Your firm may have additional contractual terms that it considers crucial to successful project execution. As the risk manager, you should have relationships with your legal and operations teams that allow you to understand where those “pain points” are and what your firm wants to do about them. Keep in mind how hard of a line your firm is willing to take on these provisions. When would the firm be willing to walk away because a mandatory term is not included in the contract?
Step 7: Review the contract for “nice to have” provisions.
Nice to have provisions are terms that help your team manage risk but are not required, such as “notice of error” or the “opportunity to cure.” Your team should consider whether the client will work with you to address and correct any mistakes you make during project execution.
Many client contracts do not provide you with the opportunity to suspend services or terminate the agreement if your client breaches it.
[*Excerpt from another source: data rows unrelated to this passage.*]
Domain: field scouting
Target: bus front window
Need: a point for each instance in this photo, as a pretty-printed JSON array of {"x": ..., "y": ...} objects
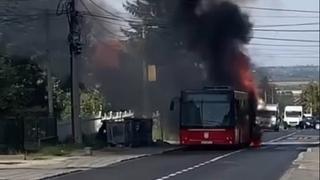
[
  {"x": 212, "y": 111},
  {"x": 293, "y": 114}
]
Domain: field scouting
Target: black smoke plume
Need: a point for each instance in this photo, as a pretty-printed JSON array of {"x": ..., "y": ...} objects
[{"x": 216, "y": 30}]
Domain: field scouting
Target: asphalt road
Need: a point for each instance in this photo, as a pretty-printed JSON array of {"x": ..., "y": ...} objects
[{"x": 267, "y": 163}]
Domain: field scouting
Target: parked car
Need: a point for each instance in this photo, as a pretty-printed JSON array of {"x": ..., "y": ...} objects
[
  {"x": 309, "y": 123},
  {"x": 317, "y": 123}
]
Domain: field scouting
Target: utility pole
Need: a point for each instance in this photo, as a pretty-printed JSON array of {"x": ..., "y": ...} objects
[
  {"x": 75, "y": 50},
  {"x": 49, "y": 73}
]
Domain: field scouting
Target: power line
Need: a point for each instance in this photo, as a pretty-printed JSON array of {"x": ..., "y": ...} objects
[
  {"x": 283, "y": 50},
  {"x": 265, "y": 16},
  {"x": 290, "y": 57},
  {"x": 286, "y": 30},
  {"x": 280, "y": 25},
  {"x": 278, "y": 9},
  {"x": 281, "y": 39},
  {"x": 105, "y": 28},
  {"x": 282, "y": 45}
]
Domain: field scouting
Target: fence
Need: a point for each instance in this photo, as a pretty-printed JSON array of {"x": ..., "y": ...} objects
[
  {"x": 91, "y": 126},
  {"x": 27, "y": 132}
]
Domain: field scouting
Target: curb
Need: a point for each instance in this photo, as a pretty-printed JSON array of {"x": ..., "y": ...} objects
[{"x": 115, "y": 162}]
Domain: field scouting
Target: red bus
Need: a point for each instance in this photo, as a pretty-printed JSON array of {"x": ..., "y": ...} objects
[{"x": 215, "y": 116}]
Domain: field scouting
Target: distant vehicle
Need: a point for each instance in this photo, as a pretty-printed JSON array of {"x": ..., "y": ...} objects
[
  {"x": 216, "y": 116},
  {"x": 307, "y": 123},
  {"x": 292, "y": 116},
  {"x": 268, "y": 116},
  {"x": 317, "y": 123}
]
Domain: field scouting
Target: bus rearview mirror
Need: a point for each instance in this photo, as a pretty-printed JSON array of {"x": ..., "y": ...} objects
[{"x": 172, "y": 106}]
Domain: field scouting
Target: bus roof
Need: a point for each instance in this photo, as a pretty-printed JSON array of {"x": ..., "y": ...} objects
[
  {"x": 268, "y": 107},
  {"x": 214, "y": 89},
  {"x": 293, "y": 108}
]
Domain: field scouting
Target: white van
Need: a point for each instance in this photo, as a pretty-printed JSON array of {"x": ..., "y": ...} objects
[
  {"x": 268, "y": 116},
  {"x": 292, "y": 115}
]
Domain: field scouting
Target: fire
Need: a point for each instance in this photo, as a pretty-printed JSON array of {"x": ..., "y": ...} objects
[{"x": 244, "y": 74}]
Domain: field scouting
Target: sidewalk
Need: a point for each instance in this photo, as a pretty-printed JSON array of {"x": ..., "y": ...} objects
[
  {"x": 18, "y": 169},
  {"x": 305, "y": 167}
]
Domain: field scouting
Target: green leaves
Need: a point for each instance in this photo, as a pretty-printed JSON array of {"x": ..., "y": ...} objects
[
  {"x": 310, "y": 98},
  {"x": 23, "y": 84}
]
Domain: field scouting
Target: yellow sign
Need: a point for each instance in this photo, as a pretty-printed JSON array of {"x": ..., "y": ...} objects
[{"x": 152, "y": 73}]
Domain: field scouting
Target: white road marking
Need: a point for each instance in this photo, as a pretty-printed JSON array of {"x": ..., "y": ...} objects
[
  {"x": 291, "y": 143},
  {"x": 198, "y": 165},
  {"x": 282, "y": 137}
]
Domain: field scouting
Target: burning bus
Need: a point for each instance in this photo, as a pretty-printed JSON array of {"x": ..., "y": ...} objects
[{"x": 216, "y": 116}]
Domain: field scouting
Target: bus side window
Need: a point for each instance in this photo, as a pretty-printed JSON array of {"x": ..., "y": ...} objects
[{"x": 237, "y": 110}]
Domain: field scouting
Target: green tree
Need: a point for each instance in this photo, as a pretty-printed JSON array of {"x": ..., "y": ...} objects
[
  {"x": 91, "y": 102},
  {"x": 23, "y": 85}
]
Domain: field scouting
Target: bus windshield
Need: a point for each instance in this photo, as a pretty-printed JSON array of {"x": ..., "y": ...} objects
[
  {"x": 265, "y": 113},
  {"x": 207, "y": 110},
  {"x": 293, "y": 114}
]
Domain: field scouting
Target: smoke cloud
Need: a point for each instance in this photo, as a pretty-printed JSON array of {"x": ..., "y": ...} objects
[{"x": 216, "y": 30}]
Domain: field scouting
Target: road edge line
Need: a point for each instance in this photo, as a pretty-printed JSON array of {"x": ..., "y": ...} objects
[
  {"x": 198, "y": 165},
  {"x": 113, "y": 163},
  {"x": 282, "y": 137}
]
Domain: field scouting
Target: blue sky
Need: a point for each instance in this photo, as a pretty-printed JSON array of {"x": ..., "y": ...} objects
[{"x": 278, "y": 54}]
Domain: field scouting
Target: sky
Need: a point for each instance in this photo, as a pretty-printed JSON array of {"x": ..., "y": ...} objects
[{"x": 274, "y": 52}]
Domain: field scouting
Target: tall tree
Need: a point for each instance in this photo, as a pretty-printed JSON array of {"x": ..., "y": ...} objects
[{"x": 310, "y": 98}]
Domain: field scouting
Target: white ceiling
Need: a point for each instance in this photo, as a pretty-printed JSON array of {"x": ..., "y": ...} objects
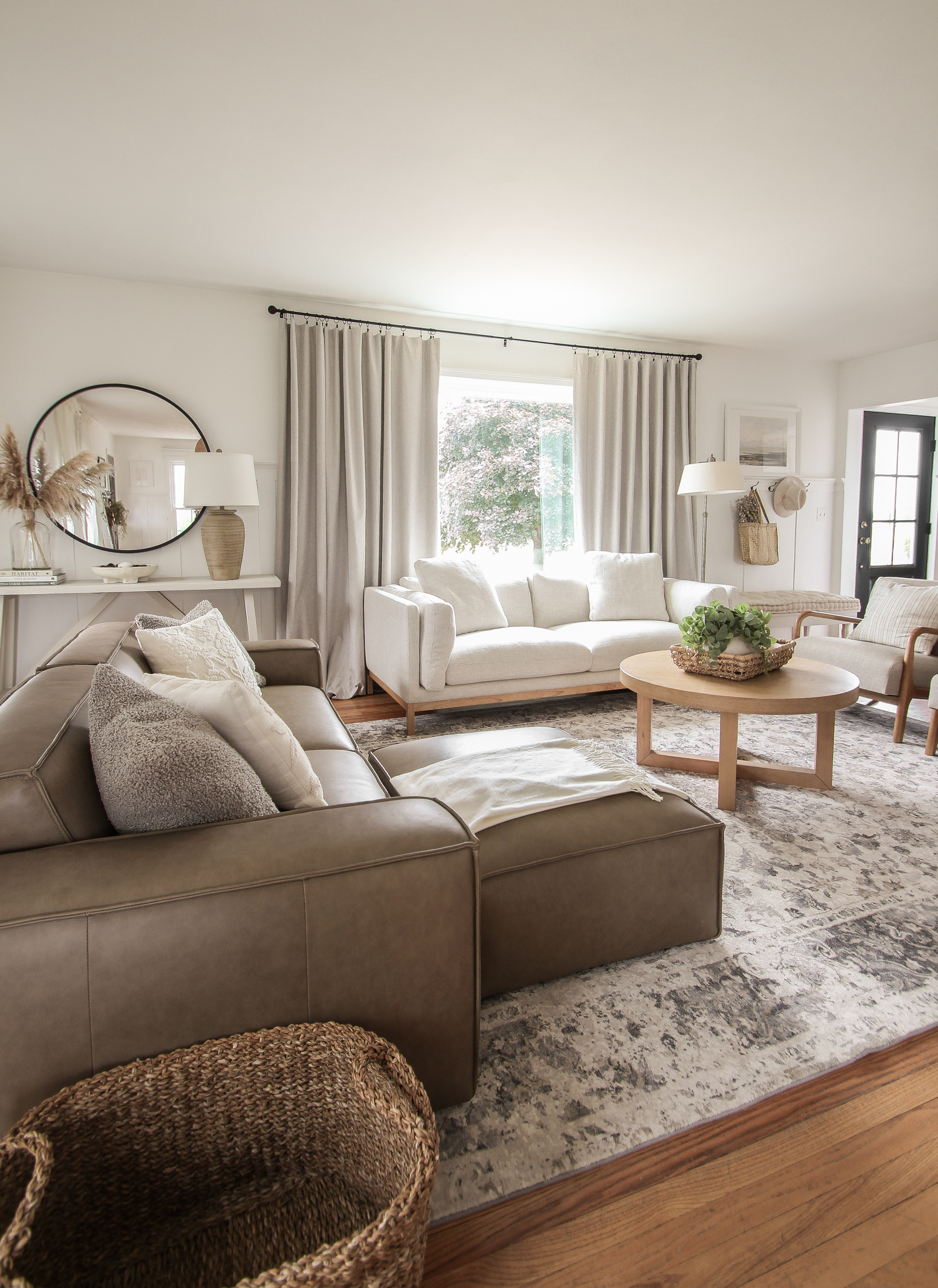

Your team should consider the likelihood that your client will breach the agreement in some way and, if it does, how you will want to respond.
Step 8: Review the contract for heightened risk provisions.
Some contract provisions can increase the risk to your firm. For example, performance guarantees and bonds are generally difficult for professional services firms to provide. If your client requires either, do they truly understand the nature of your services? If you agree to include either in a contract and your firm cannot meet it, are you now in breach of contract?
Another potential concern is the risk of liquidated damages, which are often related to schedule issues. If your operations team is delayed in providing a deliverable to the client, is your firm willing to be subject to potential liquidated damages to be paid daily until the delay is rectified?
The risk management team should also review any flow-down clauses from any of your client’s clients. Often, when flow-downs are included, they take precedence over a conflicting term in your agreement with your client. This could negate much of your team’s hard work in arriving at a reasonable standard of care, for example.
For the most part, the risks your team identifies during a preliminary review will not be deal-breakers. The risk management department will bring great value to the contract review and negotiation process by working with the operations team to identify and mitigate risks. Ultimately, it is about providing a solution to your internal clients that facilitates project execution while also protecting your firm from unreasonable risks.